Amsterdam, The Netherlands

www.amc.nl

Duration: 48 months

Erica will develop state of the art methods to enhance fitness for use of healthcare performance indicators for different purposes.

Background

Insight into the performance of a healthcare system as a whole or specific parts, such as the primary care system, requires scientifically sound conceptual frameworks (e.g. the Dutch Healthcare Performance Report by the RIVM or the Canadian Health System Performance framework by CIHI). The use of indicators populating these frameworks depends on their practical use and relevance to resolve contemporary health policy challenges. Good-quality studies are needed to improve the balance of current indicator sets to optimize use and realization of impact. Recent studies found that quality indicators on patient safety, medication prescribing, mental healthcare and patient experiences are reported least often in national performance frameworks. Similarly, it is advocated to develop (patient reported) outcome measures relevant to patients, clinicians, system managers and policy makers. Factors potentially hampering the shift from performance measurement towards performance management include the administrative burden and overall costs, data linkage problems, privacy issues, and a lack of skills to translate healthcare services data into actionable knowledge. Apart from reliability and validity, actionability is a crucial component for indicators to make them work.

Approach 

The PhD candidate will identify the characteristics of healthcare performance indicators used in Europe and Canada as well as the conditions in which they are used (e.g. specific purposes for healthcare performance measurement) and factors that are likely to contribute to their actionability and the extent this has led to measurable results for balancing between improving the health of populations, delivering quality care for individuals, and containing costs. Hence emphasis lies on the (international) transferability of actionable indicators for various purposes as part of health system performance.

 

 ESR 4- Mekha Mathews

Optimising the use of routine health databases for personalised risk profiling stimulating patient engagement

Host:

Prof Simon de Lusignan/Prof. Fabrizio Carinci

University of Surrey

Guildford, UK

Duration: 36 months

The studies will explore feasibility and expandability of a risk profiling model using data available from the existing national databases for improved person-centred care and direct patient activation. The results will help identifying the optimal data granularity required to exchange information and use the method in a valid and secure way internationally.

Background

Person-centred care implies making the right decisions using the best available evidence in the context of the individual subject.
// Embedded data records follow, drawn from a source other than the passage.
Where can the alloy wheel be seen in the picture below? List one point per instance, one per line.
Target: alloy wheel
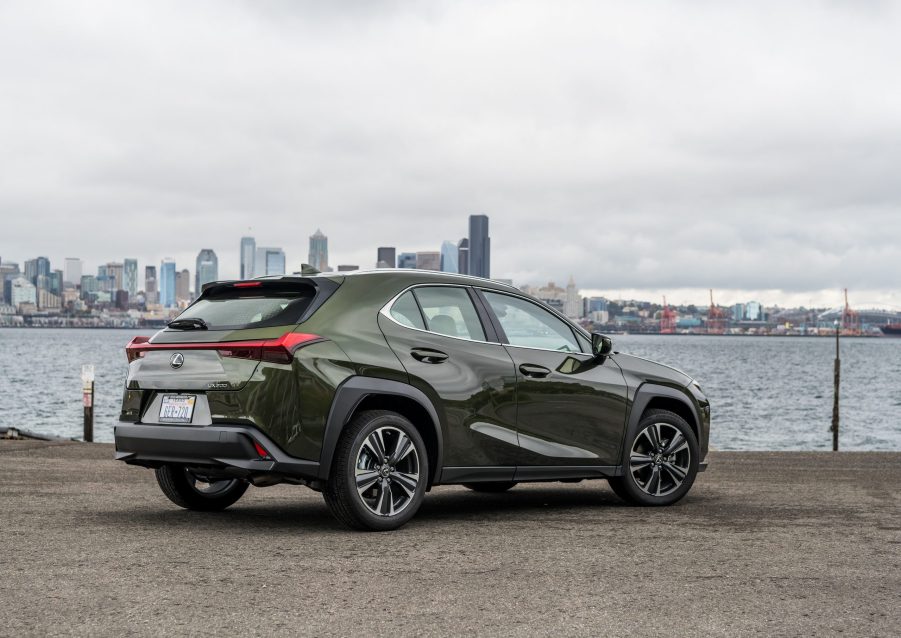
(387, 471)
(660, 459)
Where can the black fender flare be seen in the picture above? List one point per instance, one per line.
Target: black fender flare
(349, 395)
(643, 396)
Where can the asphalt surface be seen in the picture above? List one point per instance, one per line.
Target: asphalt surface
(766, 543)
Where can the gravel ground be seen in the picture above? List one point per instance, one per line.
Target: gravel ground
(766, 543)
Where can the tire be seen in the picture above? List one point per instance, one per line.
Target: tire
(379, 473)
(188, 490)
(490, 487)
(652, 478)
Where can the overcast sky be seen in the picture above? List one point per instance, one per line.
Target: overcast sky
(645, 148)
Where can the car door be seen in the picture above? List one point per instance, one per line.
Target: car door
(457, 361)
(571, 406)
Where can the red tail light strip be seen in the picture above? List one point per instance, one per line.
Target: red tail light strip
(279, 350)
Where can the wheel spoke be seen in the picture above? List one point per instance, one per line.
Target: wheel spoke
(407, 481)
(366, 479)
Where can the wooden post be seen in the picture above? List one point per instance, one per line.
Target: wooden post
(87, 388)
(836, 383)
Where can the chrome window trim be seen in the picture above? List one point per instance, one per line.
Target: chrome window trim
(386, 312)
(553, 312)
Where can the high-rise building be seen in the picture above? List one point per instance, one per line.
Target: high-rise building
(182, 285)
(479, 247)
(269, 261)
(130, 277)
(248, 254)
(463, 256)
(449, 256)
(167, 282)
(72, 270)
(428, 260)
(387, 257)
(206, 269)
(319, 251)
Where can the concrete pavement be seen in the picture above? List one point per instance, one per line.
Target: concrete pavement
(766, 543)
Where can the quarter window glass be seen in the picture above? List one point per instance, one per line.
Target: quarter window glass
(449, 311)
(406, 312)
(530, 325)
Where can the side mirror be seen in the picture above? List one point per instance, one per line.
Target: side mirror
(601, 346)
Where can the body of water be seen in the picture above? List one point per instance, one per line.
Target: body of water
(767, 393)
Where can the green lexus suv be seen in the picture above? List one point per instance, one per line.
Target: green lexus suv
(373, 387)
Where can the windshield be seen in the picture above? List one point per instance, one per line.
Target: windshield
(229, 308)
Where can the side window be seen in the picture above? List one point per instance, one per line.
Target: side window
(449, 311)
(530, 325)
(406, 312)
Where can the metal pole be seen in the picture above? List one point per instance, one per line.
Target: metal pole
(87, 385)
(836, 383)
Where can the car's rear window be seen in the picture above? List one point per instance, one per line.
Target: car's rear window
(271, 304)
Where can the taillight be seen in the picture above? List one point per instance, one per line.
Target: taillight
(134, 350)
(279, 350)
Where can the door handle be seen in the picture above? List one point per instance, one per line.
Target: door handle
(535, 371)
(427, 355)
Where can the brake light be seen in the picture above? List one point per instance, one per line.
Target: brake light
(279, 350)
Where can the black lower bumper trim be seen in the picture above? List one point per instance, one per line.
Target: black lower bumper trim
(222, 446)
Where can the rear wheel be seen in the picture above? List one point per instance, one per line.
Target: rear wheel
(194, 491)
(490, 486)
(378, 478)
(660, 460)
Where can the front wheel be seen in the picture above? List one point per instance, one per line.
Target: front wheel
(380, 472)
(660, 461)
(193, 491)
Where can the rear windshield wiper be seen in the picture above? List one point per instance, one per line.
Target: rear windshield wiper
(188, 324)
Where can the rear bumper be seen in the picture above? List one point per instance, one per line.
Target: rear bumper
(226, 447)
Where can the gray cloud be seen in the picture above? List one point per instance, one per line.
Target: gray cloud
(682, 146)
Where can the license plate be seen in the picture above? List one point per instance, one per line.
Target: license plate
(177, 408)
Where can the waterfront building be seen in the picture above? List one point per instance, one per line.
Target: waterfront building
(248, 254)
(38, 267)
(22, 291)
(72, 270)
(318, 257)
(206, 269)
(479, 246)
(406, 260)
(182, 286)
(269, 261)
(387, 257)
(130, 277)
(463, 256)
(428, 260)
(449, 256)
(167, 282)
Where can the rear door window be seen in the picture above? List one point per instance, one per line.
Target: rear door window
(234, 308)
(449, 311)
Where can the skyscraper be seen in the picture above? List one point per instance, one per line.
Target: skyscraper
(449, 256)
(479, 246)
(428, 260)
(248, 253)
(73, 270)
(319, 251)
(206, 269)
(463, 256)
(269, 261)
(167, 282)
(387, 257)
(130, 277)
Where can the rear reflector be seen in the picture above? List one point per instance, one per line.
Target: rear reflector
(279, 350)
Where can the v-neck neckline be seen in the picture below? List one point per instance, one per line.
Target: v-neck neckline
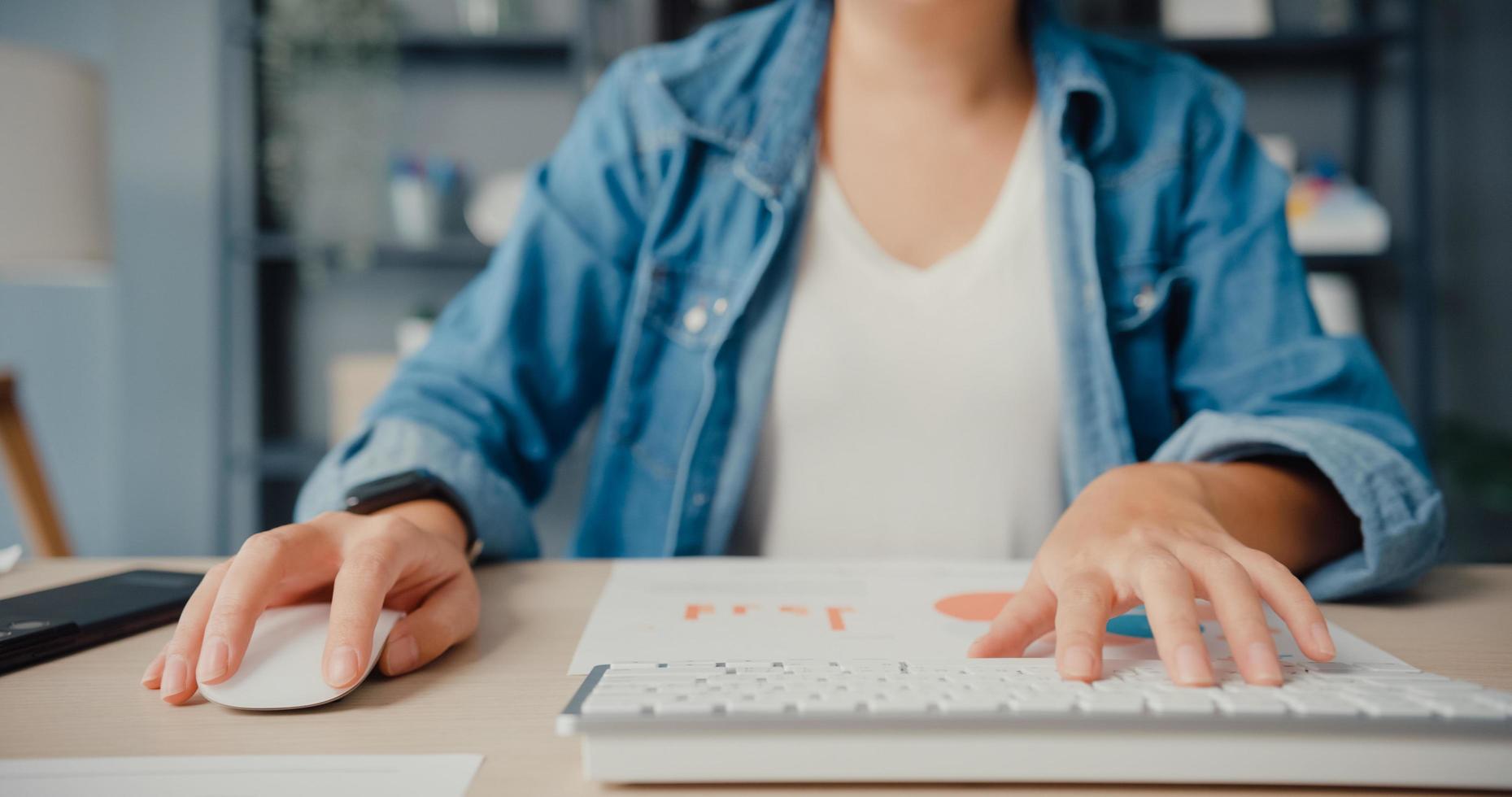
(829, 191)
Modern health care is reshaping the role of the physician at the crossroads of a complex framework of rapid technological development and higher expectations of individuals, but multiple sources do not necessarily translate into effective decisions. Risk profiling can help both the physician and the patient agreeing informed directions and trigger the right processes for patient-centred care. The use of routine health databases, albeit promising, has been relatively limited in real world conditions.
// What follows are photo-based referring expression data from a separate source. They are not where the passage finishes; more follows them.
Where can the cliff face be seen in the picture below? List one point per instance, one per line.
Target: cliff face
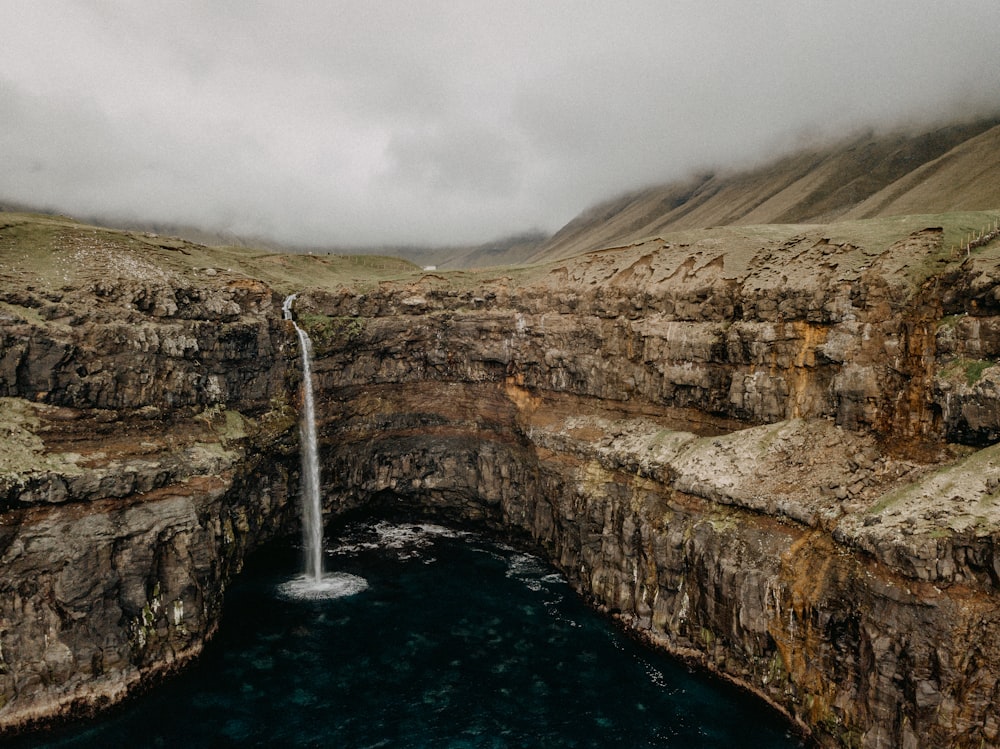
(772, 455)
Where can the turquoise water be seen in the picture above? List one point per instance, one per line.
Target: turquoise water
(455, 642)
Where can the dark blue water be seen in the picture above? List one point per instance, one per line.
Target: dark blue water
(455, 643)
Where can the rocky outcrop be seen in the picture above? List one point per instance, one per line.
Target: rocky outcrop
(774, 457)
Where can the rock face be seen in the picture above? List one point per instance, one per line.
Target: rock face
(777, 459)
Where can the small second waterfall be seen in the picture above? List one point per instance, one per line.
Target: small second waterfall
(313, 582)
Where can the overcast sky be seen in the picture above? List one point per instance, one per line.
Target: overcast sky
(446, 121)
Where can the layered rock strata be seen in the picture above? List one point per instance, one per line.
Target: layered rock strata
(774, 459)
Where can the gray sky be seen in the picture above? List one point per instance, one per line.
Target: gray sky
(447, 121)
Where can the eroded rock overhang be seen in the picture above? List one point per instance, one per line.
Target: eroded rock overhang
(754, 459)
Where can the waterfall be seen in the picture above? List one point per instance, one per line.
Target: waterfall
(313, 584)
(312, 514)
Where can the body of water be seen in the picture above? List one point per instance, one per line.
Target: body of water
(454, 642)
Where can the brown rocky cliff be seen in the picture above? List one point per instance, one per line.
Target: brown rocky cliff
(774, 457)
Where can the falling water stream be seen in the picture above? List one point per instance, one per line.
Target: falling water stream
(313, 583)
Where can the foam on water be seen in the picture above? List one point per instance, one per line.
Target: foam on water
(330, 585)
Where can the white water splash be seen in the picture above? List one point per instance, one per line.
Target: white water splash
(330, 585)
(313, 584)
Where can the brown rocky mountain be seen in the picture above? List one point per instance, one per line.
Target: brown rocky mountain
(871, 175)
(772, 450)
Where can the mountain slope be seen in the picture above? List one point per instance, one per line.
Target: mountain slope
(870, 175)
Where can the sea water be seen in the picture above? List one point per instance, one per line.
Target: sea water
(453, 642)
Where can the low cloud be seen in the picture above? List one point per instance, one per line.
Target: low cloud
(346, 123)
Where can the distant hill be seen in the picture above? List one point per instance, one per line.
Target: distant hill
(950, 168)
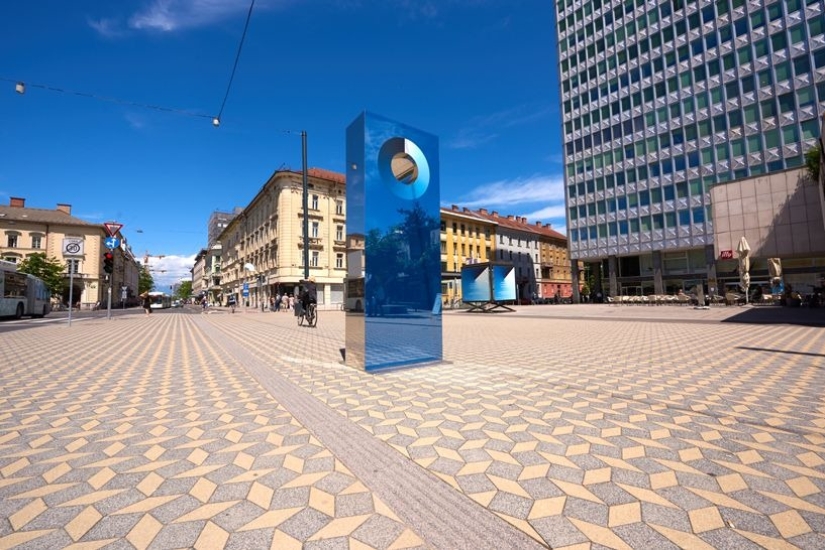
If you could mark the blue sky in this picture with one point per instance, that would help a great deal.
(479, 74)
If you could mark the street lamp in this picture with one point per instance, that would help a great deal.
(305, 200)
(251, 268)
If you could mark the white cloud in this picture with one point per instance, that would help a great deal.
(468, 138)
(535, 189)
(173, 15)
(107, 26)
(482, 129)
(553, 212)
(169, 270)
(170, 15)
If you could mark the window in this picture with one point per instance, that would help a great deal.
(754, 144)
(810, 129)
(790, 134)
(806, 96)
(772, 139)
(779, 41)
(802, 65)
(768, 108)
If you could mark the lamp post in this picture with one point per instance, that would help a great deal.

This project will allow identifying new standards for risk profiling, using large scale clinical databases to take into account different populations within and across countries for potential everyday use.

Approach

A series of studies will investigate the potential of large routine health databases for different types of personalised risk profiling of patients to be used routinely for shared-decision making in a clinical setting. Risk profile algorithms will build on statistical models taking into account multiple characteristics collected from the existing databases, including clinical parameters (e.g. vascular complications of lower extremities in diabetes), behavioral factors (e.g. compliance to treatment and patient activation) and socioeconomic conditions. The PhD candidate will benefit from direct access to relevant databases managed by established networks e.g. the RCGP database, the nationwide Scottish database (SCI-FI), the Danish quality registries and diabetes-related data sources managed by centres of the EUBIROD network and OptiMedis.